Closed laiyunfan closed 1 year ago
I propose a workflow, @laiyunfan.
The source_concepts in zhang2019-oc-rgyal.tsv are the glosses for Middle and Old Chinese. In the same file, an annotation column (Cogtse_gloss) indicates the reall meaning of words in gyalrong languages/dialects. Should we separate concepts into two files? Or just add another column?
There are more than one column actually, Cogtse_gloss, Zbu_gloss, Japhug_gloss, etc. So more concepts must be mapped.
Please check "raw/Zhang2019_Concepts_updates_mapping.tsv" I added new concepts from the annotations. @laiyunfan please map the newly added concepts to concepticon. I will modify the script after the new concepts are linked.
Concepticon mapping need to be postpone till new concepticon conceptsets are merged into Concepticon_data master branch
So I stop reviewing the mapping for a while.
Where are we on this?
Where are we on this?
The progress now is waiting for Concepticon minor release and then refine the mapping.
Ok, concepticon's been released now, right?
Nope, this dataset is too specific in my opinion, to link it to concepticon. Or do we link in general? If so, we'd need somebody to add this to concepticon.
Okay, @MacyL, @laiyunfan, I just checked the dataset. It looks like you can just add the concept list to concepticon, as you know it. Can I ask you to make a mapping proposal soon? Maybe @laiyunfan you could do the mapping and submit to Concepticon, and @MacyL you could manage the PR and the reviewers? Leave concepts in doubt just unmapped, this will be fine.
I can help with that.
Ok
@LinguList This is one of the last lists that is missing in concepticon. However, there are some issues on which you might be able to help:
There is also a lot of confusion in the raw/ folder, including four different concept-files. How do we best proceed with this?

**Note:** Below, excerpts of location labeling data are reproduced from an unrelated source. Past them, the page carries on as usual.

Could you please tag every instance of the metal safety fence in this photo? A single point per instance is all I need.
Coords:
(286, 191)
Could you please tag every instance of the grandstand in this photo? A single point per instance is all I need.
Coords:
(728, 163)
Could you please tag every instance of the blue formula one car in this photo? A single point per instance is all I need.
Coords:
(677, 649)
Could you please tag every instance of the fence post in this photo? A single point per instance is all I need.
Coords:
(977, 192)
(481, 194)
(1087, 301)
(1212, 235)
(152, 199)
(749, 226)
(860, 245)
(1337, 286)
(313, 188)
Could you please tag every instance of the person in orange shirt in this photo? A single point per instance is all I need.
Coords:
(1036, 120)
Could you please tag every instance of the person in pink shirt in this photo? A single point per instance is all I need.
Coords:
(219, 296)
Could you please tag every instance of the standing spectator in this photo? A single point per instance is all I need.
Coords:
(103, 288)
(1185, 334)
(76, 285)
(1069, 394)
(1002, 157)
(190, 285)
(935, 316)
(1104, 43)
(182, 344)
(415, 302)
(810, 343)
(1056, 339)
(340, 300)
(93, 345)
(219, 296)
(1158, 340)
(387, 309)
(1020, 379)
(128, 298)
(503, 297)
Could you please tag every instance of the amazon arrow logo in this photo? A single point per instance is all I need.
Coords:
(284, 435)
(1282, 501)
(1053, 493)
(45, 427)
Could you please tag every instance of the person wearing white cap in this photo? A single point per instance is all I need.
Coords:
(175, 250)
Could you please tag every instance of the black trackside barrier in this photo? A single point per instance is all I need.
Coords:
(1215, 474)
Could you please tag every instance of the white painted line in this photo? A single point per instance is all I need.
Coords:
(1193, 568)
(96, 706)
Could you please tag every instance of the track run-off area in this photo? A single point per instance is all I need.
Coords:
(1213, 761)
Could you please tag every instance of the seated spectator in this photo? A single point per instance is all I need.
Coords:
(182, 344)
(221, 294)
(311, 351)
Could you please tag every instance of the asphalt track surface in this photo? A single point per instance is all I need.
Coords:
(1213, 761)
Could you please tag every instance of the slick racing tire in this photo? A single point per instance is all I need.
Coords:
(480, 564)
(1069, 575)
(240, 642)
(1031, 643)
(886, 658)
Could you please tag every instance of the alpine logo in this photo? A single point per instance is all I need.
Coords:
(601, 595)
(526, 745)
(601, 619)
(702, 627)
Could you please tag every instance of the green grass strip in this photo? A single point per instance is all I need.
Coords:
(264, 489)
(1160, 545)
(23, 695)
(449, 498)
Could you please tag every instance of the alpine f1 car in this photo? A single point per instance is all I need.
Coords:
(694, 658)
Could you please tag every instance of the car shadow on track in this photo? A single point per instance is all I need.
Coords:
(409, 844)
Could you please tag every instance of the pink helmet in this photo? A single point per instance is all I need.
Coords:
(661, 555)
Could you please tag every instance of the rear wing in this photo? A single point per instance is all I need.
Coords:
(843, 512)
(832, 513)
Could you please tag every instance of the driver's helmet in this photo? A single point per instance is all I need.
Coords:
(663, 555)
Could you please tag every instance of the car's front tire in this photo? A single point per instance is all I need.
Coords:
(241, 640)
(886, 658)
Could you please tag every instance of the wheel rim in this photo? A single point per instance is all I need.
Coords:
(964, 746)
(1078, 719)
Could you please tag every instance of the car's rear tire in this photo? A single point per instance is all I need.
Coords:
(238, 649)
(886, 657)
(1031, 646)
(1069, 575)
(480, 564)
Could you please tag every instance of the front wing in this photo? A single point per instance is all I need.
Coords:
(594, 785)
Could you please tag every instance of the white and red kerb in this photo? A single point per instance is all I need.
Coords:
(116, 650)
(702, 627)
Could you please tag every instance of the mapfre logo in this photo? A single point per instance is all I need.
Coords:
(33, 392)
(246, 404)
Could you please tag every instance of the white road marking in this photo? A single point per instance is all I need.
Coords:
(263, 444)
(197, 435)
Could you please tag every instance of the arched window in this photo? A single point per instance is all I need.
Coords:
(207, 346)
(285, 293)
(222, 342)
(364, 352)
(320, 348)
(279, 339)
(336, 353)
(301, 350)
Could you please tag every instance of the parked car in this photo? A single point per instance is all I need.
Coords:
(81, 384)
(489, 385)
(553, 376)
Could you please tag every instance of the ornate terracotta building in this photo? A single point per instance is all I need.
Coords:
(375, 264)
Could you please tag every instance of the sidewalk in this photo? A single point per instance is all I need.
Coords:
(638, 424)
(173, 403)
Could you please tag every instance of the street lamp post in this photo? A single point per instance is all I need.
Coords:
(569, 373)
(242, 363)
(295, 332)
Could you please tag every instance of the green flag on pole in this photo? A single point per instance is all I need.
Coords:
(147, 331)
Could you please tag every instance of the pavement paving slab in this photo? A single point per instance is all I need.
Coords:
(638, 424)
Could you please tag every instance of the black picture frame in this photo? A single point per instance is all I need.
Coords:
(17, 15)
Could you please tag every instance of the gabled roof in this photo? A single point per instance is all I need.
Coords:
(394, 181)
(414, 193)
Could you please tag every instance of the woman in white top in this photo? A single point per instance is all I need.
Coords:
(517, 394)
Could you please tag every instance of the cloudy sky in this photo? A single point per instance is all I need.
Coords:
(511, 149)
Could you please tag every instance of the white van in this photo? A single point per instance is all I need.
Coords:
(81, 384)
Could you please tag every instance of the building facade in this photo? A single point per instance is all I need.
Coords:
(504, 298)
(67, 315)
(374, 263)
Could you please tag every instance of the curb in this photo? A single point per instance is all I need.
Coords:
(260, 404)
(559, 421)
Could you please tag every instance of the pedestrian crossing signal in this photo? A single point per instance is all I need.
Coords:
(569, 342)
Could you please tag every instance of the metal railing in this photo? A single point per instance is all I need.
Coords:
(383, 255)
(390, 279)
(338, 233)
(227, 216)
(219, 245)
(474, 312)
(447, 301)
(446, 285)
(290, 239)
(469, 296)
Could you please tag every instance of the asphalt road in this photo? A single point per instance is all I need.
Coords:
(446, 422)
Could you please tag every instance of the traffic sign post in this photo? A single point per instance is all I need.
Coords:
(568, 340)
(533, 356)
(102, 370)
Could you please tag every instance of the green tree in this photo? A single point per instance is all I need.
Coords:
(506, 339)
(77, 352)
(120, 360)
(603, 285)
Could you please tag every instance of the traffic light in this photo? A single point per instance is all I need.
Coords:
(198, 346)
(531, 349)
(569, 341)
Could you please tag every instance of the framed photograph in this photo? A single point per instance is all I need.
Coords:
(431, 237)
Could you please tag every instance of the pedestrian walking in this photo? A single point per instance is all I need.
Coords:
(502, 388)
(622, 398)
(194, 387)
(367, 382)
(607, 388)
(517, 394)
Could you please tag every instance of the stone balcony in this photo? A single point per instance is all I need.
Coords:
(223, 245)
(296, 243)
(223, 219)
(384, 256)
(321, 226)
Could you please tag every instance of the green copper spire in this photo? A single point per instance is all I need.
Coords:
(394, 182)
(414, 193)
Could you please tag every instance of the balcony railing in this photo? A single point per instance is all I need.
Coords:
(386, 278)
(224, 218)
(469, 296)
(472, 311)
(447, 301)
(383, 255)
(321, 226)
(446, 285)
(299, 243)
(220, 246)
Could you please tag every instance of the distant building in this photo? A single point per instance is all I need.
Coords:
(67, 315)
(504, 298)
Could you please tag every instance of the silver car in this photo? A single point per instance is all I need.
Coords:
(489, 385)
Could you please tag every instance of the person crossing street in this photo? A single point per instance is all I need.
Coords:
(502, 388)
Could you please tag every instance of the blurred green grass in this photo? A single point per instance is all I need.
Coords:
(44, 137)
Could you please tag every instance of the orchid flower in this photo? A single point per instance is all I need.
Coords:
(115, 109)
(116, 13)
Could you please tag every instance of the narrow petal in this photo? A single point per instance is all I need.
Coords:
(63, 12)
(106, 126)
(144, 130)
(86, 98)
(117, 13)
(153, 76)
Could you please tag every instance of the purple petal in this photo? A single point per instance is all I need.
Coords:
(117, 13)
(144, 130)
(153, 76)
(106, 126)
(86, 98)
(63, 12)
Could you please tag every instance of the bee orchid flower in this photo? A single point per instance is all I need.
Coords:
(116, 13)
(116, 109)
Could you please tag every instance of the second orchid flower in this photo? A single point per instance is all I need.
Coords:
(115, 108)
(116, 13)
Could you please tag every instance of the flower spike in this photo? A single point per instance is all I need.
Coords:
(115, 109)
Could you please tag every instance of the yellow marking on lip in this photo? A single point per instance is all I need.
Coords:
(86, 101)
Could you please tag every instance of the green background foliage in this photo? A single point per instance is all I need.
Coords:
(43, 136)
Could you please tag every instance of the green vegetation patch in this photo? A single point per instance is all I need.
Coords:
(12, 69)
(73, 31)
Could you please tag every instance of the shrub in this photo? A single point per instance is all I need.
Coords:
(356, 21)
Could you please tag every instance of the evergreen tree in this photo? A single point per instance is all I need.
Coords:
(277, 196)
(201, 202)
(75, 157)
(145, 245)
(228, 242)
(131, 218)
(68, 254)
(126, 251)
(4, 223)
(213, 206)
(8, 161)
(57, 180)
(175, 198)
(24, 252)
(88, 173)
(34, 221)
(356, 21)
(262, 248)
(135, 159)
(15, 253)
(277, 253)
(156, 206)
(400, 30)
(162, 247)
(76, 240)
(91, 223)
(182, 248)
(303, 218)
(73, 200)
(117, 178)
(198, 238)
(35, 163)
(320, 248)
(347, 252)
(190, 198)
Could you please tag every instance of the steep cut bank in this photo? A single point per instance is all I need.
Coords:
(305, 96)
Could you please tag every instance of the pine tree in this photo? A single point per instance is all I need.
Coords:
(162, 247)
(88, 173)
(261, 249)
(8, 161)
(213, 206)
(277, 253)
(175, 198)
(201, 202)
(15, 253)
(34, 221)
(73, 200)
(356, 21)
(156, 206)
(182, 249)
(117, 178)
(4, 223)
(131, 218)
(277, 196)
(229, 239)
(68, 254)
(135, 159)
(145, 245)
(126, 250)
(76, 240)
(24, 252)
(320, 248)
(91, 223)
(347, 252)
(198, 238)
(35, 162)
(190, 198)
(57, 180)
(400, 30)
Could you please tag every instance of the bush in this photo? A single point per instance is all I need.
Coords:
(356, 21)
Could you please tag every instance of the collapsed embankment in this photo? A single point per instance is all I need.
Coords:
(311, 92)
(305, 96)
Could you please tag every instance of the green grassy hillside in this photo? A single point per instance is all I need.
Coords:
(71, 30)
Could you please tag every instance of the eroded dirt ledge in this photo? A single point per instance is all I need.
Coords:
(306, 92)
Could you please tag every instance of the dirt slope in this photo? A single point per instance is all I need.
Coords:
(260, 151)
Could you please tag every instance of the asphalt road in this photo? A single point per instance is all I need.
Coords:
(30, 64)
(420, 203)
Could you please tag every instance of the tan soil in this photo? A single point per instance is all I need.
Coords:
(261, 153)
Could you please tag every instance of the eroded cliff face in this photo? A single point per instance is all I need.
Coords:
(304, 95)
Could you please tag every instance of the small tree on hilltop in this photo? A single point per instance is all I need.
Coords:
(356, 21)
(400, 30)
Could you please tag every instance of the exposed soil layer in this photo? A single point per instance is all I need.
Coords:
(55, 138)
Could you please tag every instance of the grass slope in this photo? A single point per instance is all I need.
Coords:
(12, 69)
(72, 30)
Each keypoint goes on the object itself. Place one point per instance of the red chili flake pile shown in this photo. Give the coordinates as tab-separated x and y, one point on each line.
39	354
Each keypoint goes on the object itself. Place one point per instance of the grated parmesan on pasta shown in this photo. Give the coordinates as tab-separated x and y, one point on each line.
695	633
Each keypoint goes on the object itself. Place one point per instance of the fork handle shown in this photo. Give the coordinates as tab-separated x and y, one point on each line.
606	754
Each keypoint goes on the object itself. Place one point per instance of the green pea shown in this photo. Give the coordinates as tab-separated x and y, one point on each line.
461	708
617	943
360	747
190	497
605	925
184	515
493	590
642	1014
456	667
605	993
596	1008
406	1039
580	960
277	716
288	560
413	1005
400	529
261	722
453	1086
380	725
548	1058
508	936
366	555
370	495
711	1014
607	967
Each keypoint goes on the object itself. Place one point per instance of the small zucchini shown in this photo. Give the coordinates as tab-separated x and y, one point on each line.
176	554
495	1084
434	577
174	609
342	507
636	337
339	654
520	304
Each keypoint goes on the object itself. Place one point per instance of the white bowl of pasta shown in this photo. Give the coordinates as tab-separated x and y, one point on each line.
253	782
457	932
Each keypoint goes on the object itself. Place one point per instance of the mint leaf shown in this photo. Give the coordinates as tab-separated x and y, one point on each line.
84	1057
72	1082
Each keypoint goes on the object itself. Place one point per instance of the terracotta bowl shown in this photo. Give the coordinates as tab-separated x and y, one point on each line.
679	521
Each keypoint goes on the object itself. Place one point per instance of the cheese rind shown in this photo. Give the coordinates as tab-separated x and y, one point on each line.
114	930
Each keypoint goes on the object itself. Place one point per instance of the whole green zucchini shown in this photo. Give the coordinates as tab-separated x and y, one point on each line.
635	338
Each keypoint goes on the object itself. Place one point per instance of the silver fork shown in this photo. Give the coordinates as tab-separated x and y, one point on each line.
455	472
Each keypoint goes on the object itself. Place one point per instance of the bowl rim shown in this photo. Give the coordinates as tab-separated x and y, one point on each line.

In fact, the data is fine now, and we can close this issue. The confusion was a bit that I had forgotten that the problems had already been fixed, or that we did not close the issue. I recently check the data, and my update from last week should make everything clear. The raw folder is a mess, but the CLDF data is not.
As far as I am aware, no Zhang-2019-122 is in the concepticon, the list is only in etc in this repo, and should be removed from there.
I just did that.
So this datasets can be considered to have been fixed and brought up to Concepticon 3.0.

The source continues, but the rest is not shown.